The Importance of X-Ray Technicians
X-Ray Technicians are also known as Radiologic Technologists or Radiographers. The
essential idea is that these are the people who handle machines and materials with
radioactive properties for their use in medicine. That description does not nearly do them
justice though, so we begin a closer look into the responsibilities and importance of
The x-ray machine is one of the fundamental diagnostic tools of modern medicine. The
term "x-ray" was coined by Wilhelm Röntgen, who called them such because they were an
unknown kind of radiation. These rays can pass through most solids, but are blocked out by
denser and thicker material. Their discovery by the humble Röntgen - who objected to
these new rays being named after him - netted him the first Nobel Prize in Physics.
Various other scientists and inventors followed his investigations into this strange
energy; famous scientists like Thomas Edison and Nikola Tesla were among those that sought
to learn how these rays could be utilized. The invention and refinement of imaging
machines required the development of a new profession, whose members would be skilled at
maintaining and manipulating the delicate machines while protecting themselves from the
risks. Thus, the profession of radiological technologists was born.

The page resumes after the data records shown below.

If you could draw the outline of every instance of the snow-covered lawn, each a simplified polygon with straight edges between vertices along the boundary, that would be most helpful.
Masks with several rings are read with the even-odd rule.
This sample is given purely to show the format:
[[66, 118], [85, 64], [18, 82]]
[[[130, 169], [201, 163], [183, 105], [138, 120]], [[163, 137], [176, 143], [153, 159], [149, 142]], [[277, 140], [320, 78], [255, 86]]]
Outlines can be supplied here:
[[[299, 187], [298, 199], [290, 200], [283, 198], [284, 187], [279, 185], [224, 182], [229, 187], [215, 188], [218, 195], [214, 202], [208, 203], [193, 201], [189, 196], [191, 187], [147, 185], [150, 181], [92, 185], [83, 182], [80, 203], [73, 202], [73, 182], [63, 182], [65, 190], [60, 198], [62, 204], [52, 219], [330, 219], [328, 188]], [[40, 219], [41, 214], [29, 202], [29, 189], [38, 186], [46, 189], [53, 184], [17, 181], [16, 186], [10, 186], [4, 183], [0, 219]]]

Taking X-rays is not just exposing the patient to a lump of radioactive material to
take an image. It is also about fine control to get the right quality of image. The image
would not be very useful if it was overexposed or under-exposed, in much the same way as
photographic film. Radiographers make sure that the resulting image is as good as possible
by watching and adjusting radiation levels from the machine.

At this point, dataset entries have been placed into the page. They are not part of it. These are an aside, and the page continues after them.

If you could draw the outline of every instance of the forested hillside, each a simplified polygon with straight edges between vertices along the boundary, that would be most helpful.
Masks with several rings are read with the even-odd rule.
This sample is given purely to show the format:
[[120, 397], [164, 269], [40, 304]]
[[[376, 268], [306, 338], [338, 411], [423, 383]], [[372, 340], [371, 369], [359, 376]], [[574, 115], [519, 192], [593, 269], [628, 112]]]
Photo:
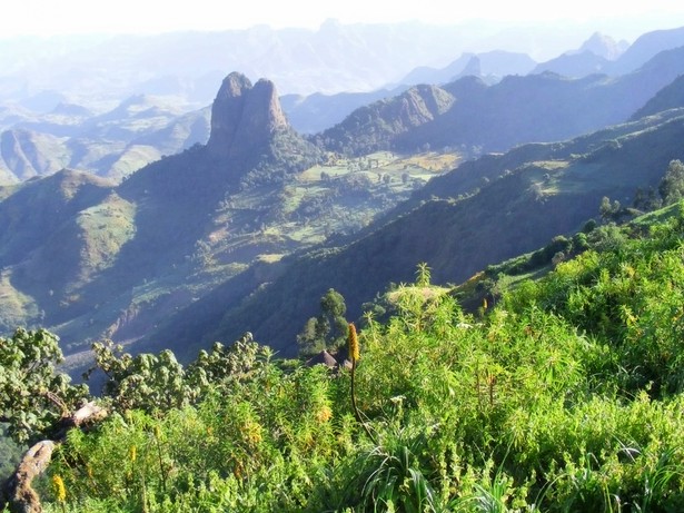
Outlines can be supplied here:
[[[250, 334], [185, 367], [96, 346], [109, 415], [58, 440], [33, 483], [46, 511], [681, 511], [684, 204], [578, 239], [542, 278], [502, 266], [496, 304], [472, 313], [480, 275], [445, 287], [418, 266], [383, 294], [383, 320], [349, 325], [336, 367]], [[16, 358], [27, 341], [44, 353]], [[83, 397], [52, 344], [2, 341], [20, 440]]]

X-ray technicians are also responsible for developing the film. Like the situation in
photography, a piece of film is not stable or useful without being "fixed". Developing the
film sets the image and prevents further reactions, meaning that the image is preserved
and will be viable even under bright light. Because the film needs to be mounted on a
strong light source to be read and interpreted, this fixing process is very important.
Radiographers need to be able to work with people. They need to know how to position
the patients, and how to interact with them. Interaction with a person under the stress of
pain or illness is not easy, and getting them to follow procedure can be more than a
little difficult. These are things that x-ray technicians deal with in their line of work.

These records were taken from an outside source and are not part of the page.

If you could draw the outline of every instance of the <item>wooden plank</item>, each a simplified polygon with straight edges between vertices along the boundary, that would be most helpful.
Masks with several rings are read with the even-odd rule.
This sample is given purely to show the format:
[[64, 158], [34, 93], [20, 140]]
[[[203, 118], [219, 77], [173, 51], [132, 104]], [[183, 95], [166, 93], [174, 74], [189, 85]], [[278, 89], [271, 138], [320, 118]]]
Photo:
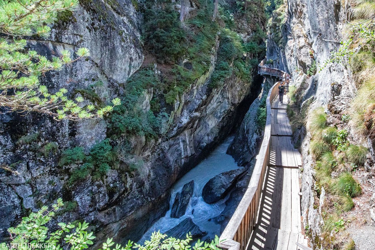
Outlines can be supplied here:
[[276, 228], [280, 228], [280, 216], [282, 198], [283, 181], [284, 169], [282, 168], [274, 168], [276, 170], [274, 187], [272, 195], [272, 205], [271, 209], [270, 225]]
[[300, 248], [300, 249], [301, 249], [301, 250], [313, 250], [312, 248], [309, 247], [306, 245], [303, 245], [298, 242], [296, 243], [296, 244]]
[[298, 241], [298, 234], [291, 232], [289, 241], [288, 243], [288, 250], [295, 250], [296, 243]]
[[259, 228], [256, 228], [253, 232], [251, 239], [249, 243], [250, 249], [252, 250], [264, 249], [264, 242], [263, 240], [265, 234], [265, 230], [261, 230]]
[[298, 194], [300, 192], [298, 171], [298, 169], [291, 169], [292, 178], [291, 231], [300, 234], [302, 229], [301, 226], [301, 205], [300, 196]]
[[277, 239], [279, 229], [272, 227], [267, 228], [267, 233], [264, 235], [264, 249], [273, 250]]
[[291, 170], [289, 168], [284, 169], [281, 216], [280, 217], [280, 229], [288, 231], [290, 231], [291, 229], [292, 223]]
[[279, 230], [278, 233], [277, 241], [273, 249], [275, 250], [287, 250], [290, 235], [290, 232]]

Radiation is dangerous, and the job of Radiographers is not without risk. He or she
must know how to shield themselves and the patients from excess radiation. After all, it
just would not do to be made sicker by what is supposed to help you get better.
Lastly, the x-ray technician is the point man in identifying health problems based on
the results. They are not qualified to interpret the findings, but they are more than
knowledgeable enough to spot something off-kilter in the image. They can then prioritize
the results with apparent problems for the radiologist to see first. With all these
duties, we can see how much Radiographers contribute to the practice of medicine.